Но нет… Его губы были неподвижны… Зато его рука по-прежнему прижималась к моей… Несильно. Едва ощутимо. Легонько, словно мышонок обнимал, хотя ему это наверное стоило титанических усилий…
Его обессилевшая кисть была неспособна что-либо сжать, но коматозные пальцы еле заметно сдавливали мою руку. Словно слабеньким нервным импульсом из последних сил передавали мне: разве не видишь, дурья твоя башка, вот же оно, твое сокровище! Кончай реветь! Ты понимаешь, что этим своим несчастным детством уже начинаешь действовать нам на нервы? Хочешь, я расскажу тебе о своем? Рассказать тебе, каково это – вырасти с матерью, которая крепко сидит на антидепрессантах, и отцом, который не менее крепко ненавидит всех и вся? Рассказать тебе, каково это – жить в постоянной ненависти? Рассказать тебе, каково это – быть сыном Жан-Бернара Мюллера и в восемь лет осознать, что никогда не сможешь любить девочек? Ты хочешь это знать?

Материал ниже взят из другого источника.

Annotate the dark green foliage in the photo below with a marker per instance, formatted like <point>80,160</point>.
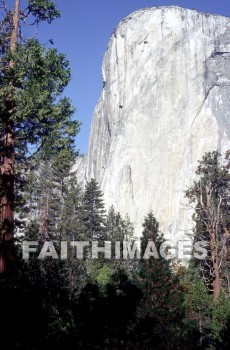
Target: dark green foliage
<point>210,194</point>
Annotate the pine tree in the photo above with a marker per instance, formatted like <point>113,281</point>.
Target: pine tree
<point>33,113</point>
<point>160,310</point>
<point>94,210</point>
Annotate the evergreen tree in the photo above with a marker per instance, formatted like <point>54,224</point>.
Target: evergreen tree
<point>33,113</point>
<point>94,210</point>
<point>160,311</point>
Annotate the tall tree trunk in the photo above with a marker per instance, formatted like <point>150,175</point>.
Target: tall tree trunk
<point>7,168</point>
<point>216,271</point>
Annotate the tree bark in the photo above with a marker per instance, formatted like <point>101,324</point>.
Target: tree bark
<point>7,168</point>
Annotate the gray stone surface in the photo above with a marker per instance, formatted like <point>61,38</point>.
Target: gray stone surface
<point>165,102</point>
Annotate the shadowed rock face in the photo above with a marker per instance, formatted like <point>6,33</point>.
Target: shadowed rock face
<point>165,102</point>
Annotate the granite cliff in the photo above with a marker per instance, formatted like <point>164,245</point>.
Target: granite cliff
<point>165,102</point>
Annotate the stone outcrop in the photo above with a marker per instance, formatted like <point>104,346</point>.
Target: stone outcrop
<point>165,102</point>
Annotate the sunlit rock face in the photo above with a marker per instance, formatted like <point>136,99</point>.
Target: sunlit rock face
<point>165,102</point>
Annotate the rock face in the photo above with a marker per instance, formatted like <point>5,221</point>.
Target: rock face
<point>165,102</point>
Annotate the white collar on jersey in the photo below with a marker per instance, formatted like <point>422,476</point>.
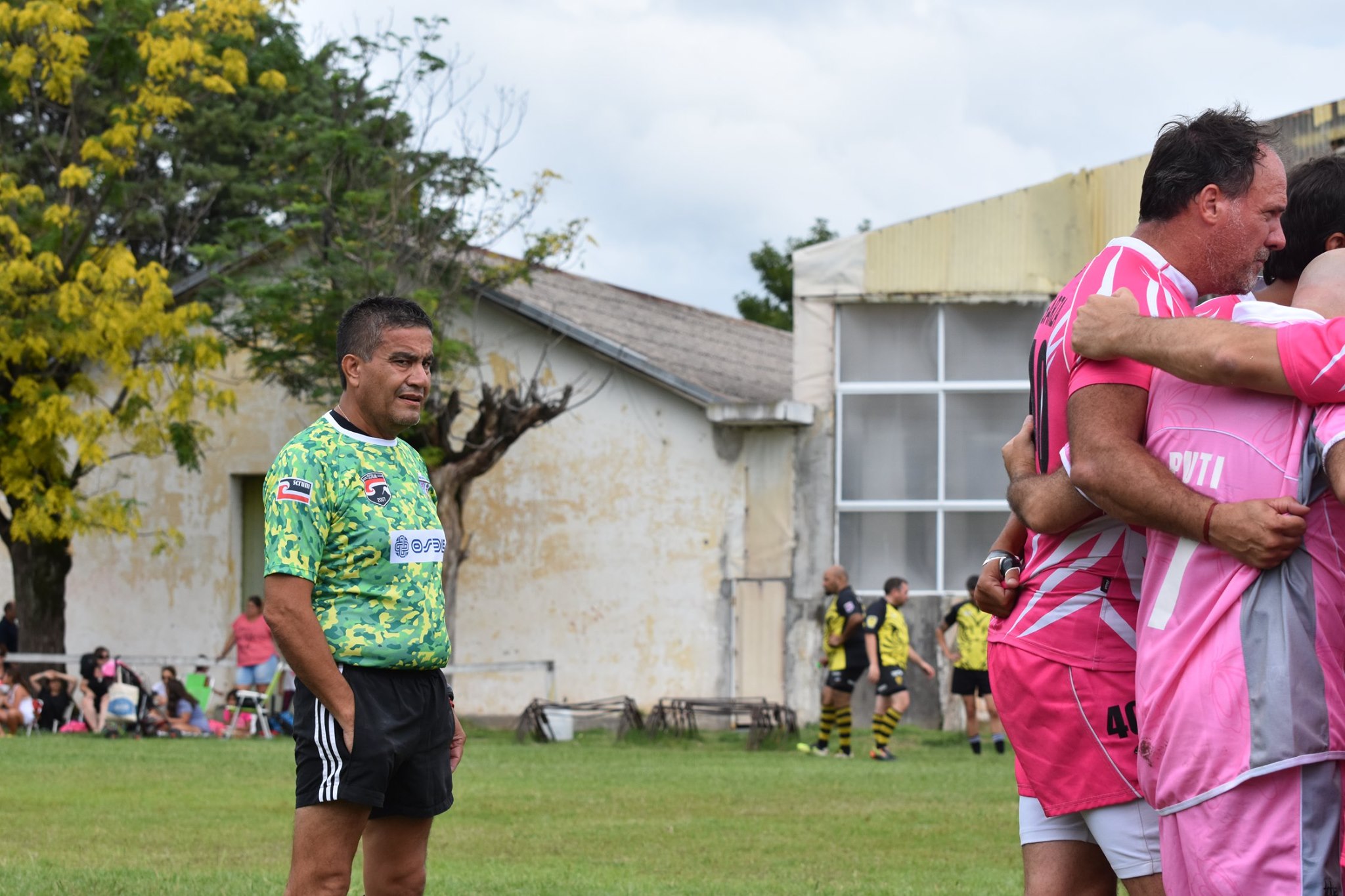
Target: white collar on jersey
<point>1179,280</point>
<point>358,437</point>
<point>1271,313</point>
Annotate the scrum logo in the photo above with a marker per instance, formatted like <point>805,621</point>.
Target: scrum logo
<point>417,545</point>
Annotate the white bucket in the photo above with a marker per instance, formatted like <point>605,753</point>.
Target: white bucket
<point>562,725</point>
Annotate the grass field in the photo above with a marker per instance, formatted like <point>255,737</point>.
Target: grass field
<point>91,816</point>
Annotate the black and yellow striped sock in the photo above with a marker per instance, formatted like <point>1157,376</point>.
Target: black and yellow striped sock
<point>892,717</point>
<point>829,717</point>
<point>881,730</point>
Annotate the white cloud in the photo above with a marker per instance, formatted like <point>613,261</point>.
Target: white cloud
<point>688,132</point>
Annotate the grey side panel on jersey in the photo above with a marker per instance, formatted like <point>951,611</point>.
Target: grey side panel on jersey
<point>1320,828</point>
<point>1285,680</point>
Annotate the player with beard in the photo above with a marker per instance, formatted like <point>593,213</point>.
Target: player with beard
<point>1211,202</point>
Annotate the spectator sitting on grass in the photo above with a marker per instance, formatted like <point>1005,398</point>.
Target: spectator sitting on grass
<point>187,716</point>
<point>15,700</point>
<point>57,691</point>
<point>97,675</point>
<point>159,698</point>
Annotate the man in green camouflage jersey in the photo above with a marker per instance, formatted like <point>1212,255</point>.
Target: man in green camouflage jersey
<point>355,601</point>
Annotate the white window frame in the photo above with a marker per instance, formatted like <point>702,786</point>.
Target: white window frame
<point>940,504</point>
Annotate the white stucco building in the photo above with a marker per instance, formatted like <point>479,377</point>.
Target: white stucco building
<point>643,542</point>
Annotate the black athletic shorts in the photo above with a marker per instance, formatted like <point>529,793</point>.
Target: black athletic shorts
<point>970,681</point>
<point>844,679</point>
<point>892,680</point>
<point>404,729</point>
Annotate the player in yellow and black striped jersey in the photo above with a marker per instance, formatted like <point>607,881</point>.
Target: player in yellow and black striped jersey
<point>888,644</point>
<point>970,675</point>
<point>844,657</point>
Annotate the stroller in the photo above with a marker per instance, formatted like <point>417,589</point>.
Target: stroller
<point>128,700</point>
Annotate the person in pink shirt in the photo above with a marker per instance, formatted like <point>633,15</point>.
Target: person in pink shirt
<point>1066,647</point>
<point>1242,673</point>
<point>257,658</point>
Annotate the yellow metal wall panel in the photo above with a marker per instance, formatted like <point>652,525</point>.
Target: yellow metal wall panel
<point>1020,242</point>
<point>1033,241</point>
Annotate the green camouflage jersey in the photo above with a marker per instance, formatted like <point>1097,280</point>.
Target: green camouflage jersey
<point>357,516</point>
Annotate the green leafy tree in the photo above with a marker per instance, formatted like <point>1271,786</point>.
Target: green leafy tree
<point>775,269</point>
<point>370,205</point>
<point>100,195</point>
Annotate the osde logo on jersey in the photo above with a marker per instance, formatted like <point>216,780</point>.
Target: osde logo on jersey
<point>376,488</point>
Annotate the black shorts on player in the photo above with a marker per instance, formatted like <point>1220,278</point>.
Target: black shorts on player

Хочешь, чтоб я тебе рассказал весь этот кошмар? Свою битву не на жизнь, а на смерть? Жизнь в условиях домашнего террора? Тогда заткнись, пожалуйста, хотя бы на пару минут. Успокойся. И оставь нас в покое со своей беспонтовой звездой, послушай… Нет никакой счастливой звезды. Нет никаких небесных сил. Бога нет. На этой чертовой планете нет никого, кроме нас, и я тебе уже тысячу раз говорил: мы, мы, и только мы. И нечего всякий раз прятаться в своих дерьмовых воспоминаниях и доморощенной космогонии, слишком удобно. Ненавижу тебя такой. Ненавижу, когда ты погружаешься в эдакое самолюбование. Знаешь, это ведь каждый может – предать анафеме чужие недостатки, не свои. Ненавижу видеть тебя такой же, как все… Только не ты… Только не Билли… Только не моя единственная и неповторимая Билли… Мир – бездонная клоака, где безобразнейшие семьи карабкаются, извиваясь, на горы грязи; но у нас есть нечто священное и высокое, чего нет у них и чего им никогда у нас не отобрать: это мужество. Мужество, Билли… Иметь мужество не быть как они… Мужество, чтобы их одолеть и забыть навсегда. Так что немедленно прекрати рыдать, или я брошу тебя прямо здесь, а сам смоюсь со своей парочкой санитаров во всеоружии.